The Royal Theatre of Thessaloniki (Greek:Βασιλικό Θέατρο Θεσσαλονίκης) is the seat of the National Theatre of Northern Greece and one of the institution’s winter stages. It is located at 2, 30 October Avenue in White Tower Square in Thessaloniki and has a capacity of 683 seats.

== History ==
It was built by the architect and urban planner Konstantinos Doxiadis and was originally intended  to serve as the summer stage of the National Theatre in Thessaloniki, but it was quickly changed to function as a winter stage.

In 1940 the construction was completed and in July of the same year the theatre was inaugurated with the staging of the Shakespeare's Richard III play,  starring Alexis Minotis. During the years of Nazi Occupation, it initially housed various cultural events of the German authorities and as of 1943 it became the headquarters of the Thessaloniki State Theatre.

In 1961/62, it served for a short time as the first seat of the Theatre of the Society for Macedonian Studies, which was then moved to the theatre of the Society of Macedonian Studies since the Royal Theatre was considered unsuitable due to the damage it had suffered through the years. In the years that followed, it served as a venue for rehearsals and for storage and was gradually abandoned. In 1986, restoration work was undertaken in connection with the 2nd Biennale of Young Artists from the European Mediterranean Countries and subsequently the building became one of the stages of the State Theater of Northern Greece. In 1996, the restoration of the building was carried out by the architects K. Kouroussopoulos and N. Scholidis. The inauguration took place in 2000.

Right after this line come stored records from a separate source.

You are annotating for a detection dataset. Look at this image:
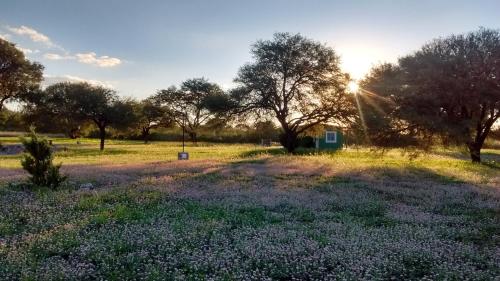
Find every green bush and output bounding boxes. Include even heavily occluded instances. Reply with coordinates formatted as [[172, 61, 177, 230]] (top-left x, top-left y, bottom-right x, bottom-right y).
[[21, 129, 66, 189]]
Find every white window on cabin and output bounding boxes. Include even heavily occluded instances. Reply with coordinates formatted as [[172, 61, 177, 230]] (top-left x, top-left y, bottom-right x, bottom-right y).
[[325, 131, 337, 143]]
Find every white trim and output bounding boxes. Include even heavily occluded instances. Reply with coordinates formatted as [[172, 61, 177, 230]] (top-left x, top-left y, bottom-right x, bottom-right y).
[[325, 131, 337, 143]]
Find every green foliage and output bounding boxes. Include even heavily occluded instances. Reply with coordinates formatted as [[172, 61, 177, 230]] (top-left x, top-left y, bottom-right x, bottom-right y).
[[0, 38, 43, 111], [362, 28, 500, 162], [21, 129, 66, 188], [231, 33, 356, 152], [153, 78, 227, 142]]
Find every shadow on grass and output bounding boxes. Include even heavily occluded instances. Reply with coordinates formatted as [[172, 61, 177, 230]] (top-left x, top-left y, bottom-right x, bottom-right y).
[[239, 147, 340, 158], [56, 147, 137, 157]]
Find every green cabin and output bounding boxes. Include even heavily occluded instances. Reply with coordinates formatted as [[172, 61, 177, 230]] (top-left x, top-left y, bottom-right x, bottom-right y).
[[314, 130, 344, 150]]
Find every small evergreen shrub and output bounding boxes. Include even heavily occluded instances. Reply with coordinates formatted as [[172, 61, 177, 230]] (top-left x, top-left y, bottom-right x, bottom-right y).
[[21, 129, 66, 189]]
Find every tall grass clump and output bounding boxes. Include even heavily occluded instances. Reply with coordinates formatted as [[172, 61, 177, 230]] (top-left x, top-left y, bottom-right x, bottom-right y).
[[21, 129, 66, 189]]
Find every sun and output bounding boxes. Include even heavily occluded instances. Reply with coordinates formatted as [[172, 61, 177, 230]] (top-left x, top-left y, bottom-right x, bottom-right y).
[[347, 81, 359, 94]]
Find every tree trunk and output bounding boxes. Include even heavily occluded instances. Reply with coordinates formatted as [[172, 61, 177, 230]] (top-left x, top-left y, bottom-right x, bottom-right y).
[[68, 128, 80, 139], [188, 132, 198, 144], [280, 130, 298, 153], [99, 126, 106, 151], [142, 127, 150, 144], [467, 142, 482, 163]]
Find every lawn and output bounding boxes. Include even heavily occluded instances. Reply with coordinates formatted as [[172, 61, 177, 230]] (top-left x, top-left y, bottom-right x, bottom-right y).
[[0, 137, 500, 280]]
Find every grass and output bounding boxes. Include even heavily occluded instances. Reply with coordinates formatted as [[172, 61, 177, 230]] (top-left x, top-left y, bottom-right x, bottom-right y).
[[0, 137, 500, 280]]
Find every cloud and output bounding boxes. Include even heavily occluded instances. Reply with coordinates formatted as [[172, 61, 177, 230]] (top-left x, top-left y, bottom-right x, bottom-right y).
[[6, 25, 122, 67], [42, 74, 115, 89], [16, 46, 40, 55], [43, 53, 75, 60], [43, 52, 122, 67], [76, 52, 122, 67], [7, 25, 55, 47], [0, 33, 10, 40]]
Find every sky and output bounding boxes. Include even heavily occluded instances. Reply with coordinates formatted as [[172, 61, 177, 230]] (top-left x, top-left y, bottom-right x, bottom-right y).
[[0, 0, 500, 99]]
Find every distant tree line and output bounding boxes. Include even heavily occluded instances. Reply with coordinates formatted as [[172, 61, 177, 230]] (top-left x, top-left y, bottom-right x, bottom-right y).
[[0, 28, 500, 162]]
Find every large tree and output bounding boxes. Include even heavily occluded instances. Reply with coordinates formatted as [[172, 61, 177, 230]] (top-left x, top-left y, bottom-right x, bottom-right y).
[[364, 28, 500, 162], [38, 82, 136, 150], [0, 39, 43, 111], [154, 78, 224, 142], [135, 98, 173, 143], [231, 33, 355, 152]]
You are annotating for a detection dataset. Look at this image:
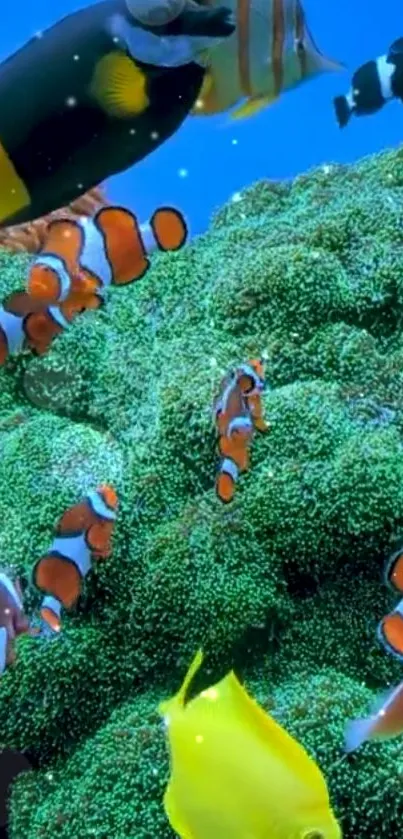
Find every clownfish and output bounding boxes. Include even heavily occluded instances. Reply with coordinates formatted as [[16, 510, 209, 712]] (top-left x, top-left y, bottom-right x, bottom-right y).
[[32, 485, 118, 632], [0, 0, 235, 226], [27, 206, 187, 307], [0, 573, 31, 673], [158, 652, 342, 839], [344, 682, 403, 752], [215, 360, 269, 503], [377, 547, 403, 661], [0, 291, 98, 364]]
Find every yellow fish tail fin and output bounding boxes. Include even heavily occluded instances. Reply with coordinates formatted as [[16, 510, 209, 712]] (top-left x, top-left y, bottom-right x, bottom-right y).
[[230, 94, 278, 120], [158, 650, 203, 717]]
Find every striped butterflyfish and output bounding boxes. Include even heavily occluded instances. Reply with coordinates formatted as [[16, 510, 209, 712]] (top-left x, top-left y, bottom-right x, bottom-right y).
[[0, 0, 235, 227], [192, 0, 342, 119]]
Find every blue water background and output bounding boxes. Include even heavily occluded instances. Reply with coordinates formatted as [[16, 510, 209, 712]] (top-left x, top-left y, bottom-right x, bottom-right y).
[[0, 0, 403, 235]]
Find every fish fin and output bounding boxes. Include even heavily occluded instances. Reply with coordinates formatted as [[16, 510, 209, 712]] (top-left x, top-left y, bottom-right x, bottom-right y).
[[230, 94, 278, 120], [89, 50, 149, 119], [0, 143, 31, 223], [333, 96, 353, 128], [344, 717, 373, 754], [190, 70, 224, 116], [164, 783, 194, 839], [386, 38, 403, 63], [158, 650, 204, 716]]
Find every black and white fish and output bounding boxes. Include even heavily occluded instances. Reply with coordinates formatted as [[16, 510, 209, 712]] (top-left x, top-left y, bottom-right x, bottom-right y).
[[333, 38, 403, 128]]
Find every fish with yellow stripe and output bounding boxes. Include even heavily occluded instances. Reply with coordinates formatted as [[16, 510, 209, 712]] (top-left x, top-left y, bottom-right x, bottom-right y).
[[192, 0, 342, 119], [0, 0, 235, 227]]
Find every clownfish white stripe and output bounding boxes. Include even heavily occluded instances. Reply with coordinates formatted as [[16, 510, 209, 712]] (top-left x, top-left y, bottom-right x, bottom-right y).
[[47, 306, 70, 329], [47, 533, 92, 577], [226, 417, 253, 437], [34, 253, 70, 301], [80, 218, 113, 286], [0, 626, 7, 673], [140, 222, 159, 253], [220, 457, 239, 483], [86, 491, 116, 521], [0, 573, 23, 610], [41, 594, 62, 618], [0, 306, 25, 353]]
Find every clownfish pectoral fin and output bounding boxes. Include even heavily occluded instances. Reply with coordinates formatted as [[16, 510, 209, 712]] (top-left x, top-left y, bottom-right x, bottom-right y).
[[385, 548, 403, 594], [377, 600, 403, 661], [216, 458, 239, 504], [89, 50, 149, 119], [230, 94, 278, 120], [0, 143, 31, 224], [150, 207, 188, 251], [41, 595, 62, 632]]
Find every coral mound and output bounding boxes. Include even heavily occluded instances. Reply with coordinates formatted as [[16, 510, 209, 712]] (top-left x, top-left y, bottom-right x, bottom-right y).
[[0, 150, 403, 839]]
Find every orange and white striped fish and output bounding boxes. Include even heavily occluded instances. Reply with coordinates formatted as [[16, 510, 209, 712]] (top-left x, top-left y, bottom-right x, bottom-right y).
[[28, 206, 187, 308], [32, 484, 118, 632], [377, 546, 403, 661], [214, 360, 270, 504], [0, 291, 88, 364], [192, 0, 343, 119]]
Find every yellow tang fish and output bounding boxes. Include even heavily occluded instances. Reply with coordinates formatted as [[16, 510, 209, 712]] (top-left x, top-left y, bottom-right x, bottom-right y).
[[192, 0, 343, 119], [159, 651, 342, 839]]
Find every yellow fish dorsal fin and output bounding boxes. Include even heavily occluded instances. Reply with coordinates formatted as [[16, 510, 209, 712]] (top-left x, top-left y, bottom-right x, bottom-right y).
[[216, 671, 328, 801], [89, 50, 149, 118], [230, 94, 278, 119], [158, 650, 203, 716]]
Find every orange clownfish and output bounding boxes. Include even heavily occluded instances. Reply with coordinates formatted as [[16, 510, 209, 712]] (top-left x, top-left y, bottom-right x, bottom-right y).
[[0, 291, 98, 364], [33, 485, 118, 632], [28, 206, 187, 308], [377, 547, 403, 661], [215, 360, 269, 503]]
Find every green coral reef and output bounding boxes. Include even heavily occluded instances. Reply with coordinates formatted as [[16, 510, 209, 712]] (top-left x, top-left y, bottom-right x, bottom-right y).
[[0, 149, 403, 839]]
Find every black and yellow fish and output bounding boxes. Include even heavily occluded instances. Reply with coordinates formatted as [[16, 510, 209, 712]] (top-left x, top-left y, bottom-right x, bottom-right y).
[[0, 0, 235, 227]]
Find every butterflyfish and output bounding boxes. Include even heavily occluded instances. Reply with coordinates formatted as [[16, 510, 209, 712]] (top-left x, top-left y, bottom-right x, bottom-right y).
[[192, 0, 342, 119], [333, 38, 403, 128], [27, 206, 187, 308], [32, 484, 118, 632], [159, 652, 341, 839], [0, 0, 235, 227]]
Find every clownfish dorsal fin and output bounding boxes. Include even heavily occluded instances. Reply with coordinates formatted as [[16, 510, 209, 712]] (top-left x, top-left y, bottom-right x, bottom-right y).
[[158, 650, 203, 716]]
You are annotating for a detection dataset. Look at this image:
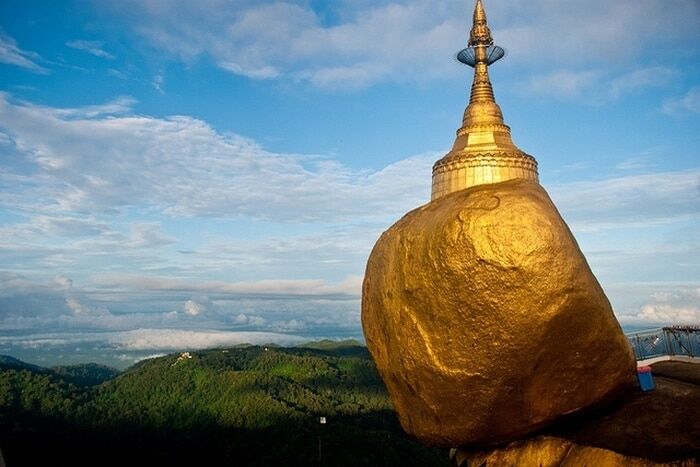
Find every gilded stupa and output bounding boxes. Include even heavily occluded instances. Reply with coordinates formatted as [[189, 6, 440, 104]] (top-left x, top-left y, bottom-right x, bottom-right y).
[[362, 0, 635, 447], [432, 1, 538, 199]]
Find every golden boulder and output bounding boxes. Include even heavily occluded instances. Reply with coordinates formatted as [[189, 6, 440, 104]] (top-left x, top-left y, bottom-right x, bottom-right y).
[[362, 0, 635, 446], [362, 180, 635, 446]]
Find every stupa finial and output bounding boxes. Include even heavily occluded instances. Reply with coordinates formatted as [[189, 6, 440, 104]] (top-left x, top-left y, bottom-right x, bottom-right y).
[[432, 0, 538, 199], [468, 0, 493, 47]]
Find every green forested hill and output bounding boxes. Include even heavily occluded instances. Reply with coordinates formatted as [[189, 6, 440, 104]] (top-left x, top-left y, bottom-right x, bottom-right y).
[[0, 343, 447, 467]]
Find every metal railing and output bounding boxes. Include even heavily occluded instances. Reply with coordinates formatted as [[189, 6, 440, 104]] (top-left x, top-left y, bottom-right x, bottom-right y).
[[627, 326, 700, 360]]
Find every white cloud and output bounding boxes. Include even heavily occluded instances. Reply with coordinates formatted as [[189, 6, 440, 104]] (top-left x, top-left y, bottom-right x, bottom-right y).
[[0, 95, 436, 222], [104, 0, 700, 90], [661, 86, 700, 116], [0, 30, 50, 74], [66, 40, 115, 60], [54, 275, 73, 290], [110, 329, 306, 351], [183, 300, 207, 316], [94, 273, 362, 298], [620, 287, 700, 326]]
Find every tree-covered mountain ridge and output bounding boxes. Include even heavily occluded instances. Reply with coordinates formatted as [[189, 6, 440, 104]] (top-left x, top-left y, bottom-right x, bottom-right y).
[[0, 341, 447, 466]]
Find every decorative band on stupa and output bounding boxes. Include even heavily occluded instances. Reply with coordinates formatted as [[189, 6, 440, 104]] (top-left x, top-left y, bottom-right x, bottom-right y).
[[431, 0, 539, 200]]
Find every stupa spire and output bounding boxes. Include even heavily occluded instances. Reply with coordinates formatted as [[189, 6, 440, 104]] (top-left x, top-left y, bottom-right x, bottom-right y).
[[432, 0, 538, 199]]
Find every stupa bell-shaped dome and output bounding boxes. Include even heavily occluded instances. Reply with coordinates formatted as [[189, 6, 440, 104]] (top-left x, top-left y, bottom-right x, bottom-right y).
[[432, 0, 538, 199]]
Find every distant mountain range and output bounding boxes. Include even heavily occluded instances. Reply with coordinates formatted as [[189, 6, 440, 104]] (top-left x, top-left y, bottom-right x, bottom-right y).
[[0, 340, 448, 466]]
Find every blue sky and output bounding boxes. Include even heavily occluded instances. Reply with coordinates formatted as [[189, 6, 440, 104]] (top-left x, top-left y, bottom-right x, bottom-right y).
[[0, 0, 700, 364]]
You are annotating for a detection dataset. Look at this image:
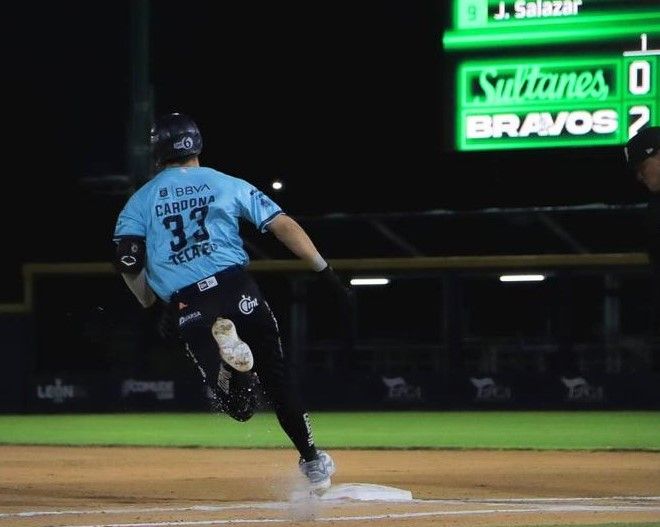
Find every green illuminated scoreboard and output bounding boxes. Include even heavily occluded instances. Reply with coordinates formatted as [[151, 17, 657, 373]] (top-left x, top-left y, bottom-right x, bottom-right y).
[[443, 0, 660, 151]]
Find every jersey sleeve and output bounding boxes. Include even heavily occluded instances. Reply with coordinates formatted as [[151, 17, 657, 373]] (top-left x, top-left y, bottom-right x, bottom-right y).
[[238, 182, 283, 232], [113, 194, 147, 242]]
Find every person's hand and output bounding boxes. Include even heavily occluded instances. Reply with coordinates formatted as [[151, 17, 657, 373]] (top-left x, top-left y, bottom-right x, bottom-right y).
[[318, 265, 355, 309]]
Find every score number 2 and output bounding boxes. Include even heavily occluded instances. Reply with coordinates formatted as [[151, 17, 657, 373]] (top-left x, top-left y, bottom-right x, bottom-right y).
[[628, 60, 651, 137]]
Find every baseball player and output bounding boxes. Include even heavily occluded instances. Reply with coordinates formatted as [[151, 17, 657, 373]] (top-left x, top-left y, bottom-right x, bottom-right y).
[[114, 113, 351, 491], [624, 126, 660, 371]]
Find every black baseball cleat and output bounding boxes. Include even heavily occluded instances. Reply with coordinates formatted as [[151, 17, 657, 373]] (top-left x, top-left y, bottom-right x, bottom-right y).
[[298, 450, 336, 492]]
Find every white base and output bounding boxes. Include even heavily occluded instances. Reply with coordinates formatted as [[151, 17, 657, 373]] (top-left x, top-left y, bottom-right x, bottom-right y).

Since then, the theatre has been the permanent seat of the State Theater of Northern Greece, featuring a multi-purpose stage (suitable for performances, concerts, movies, etc.), a reception hall, a foyer and various rooms used for various events such as exhibitions, conferences, lectures, etc. The building also hosts the library of the institution, with an area of about 60 m2 and a reading room.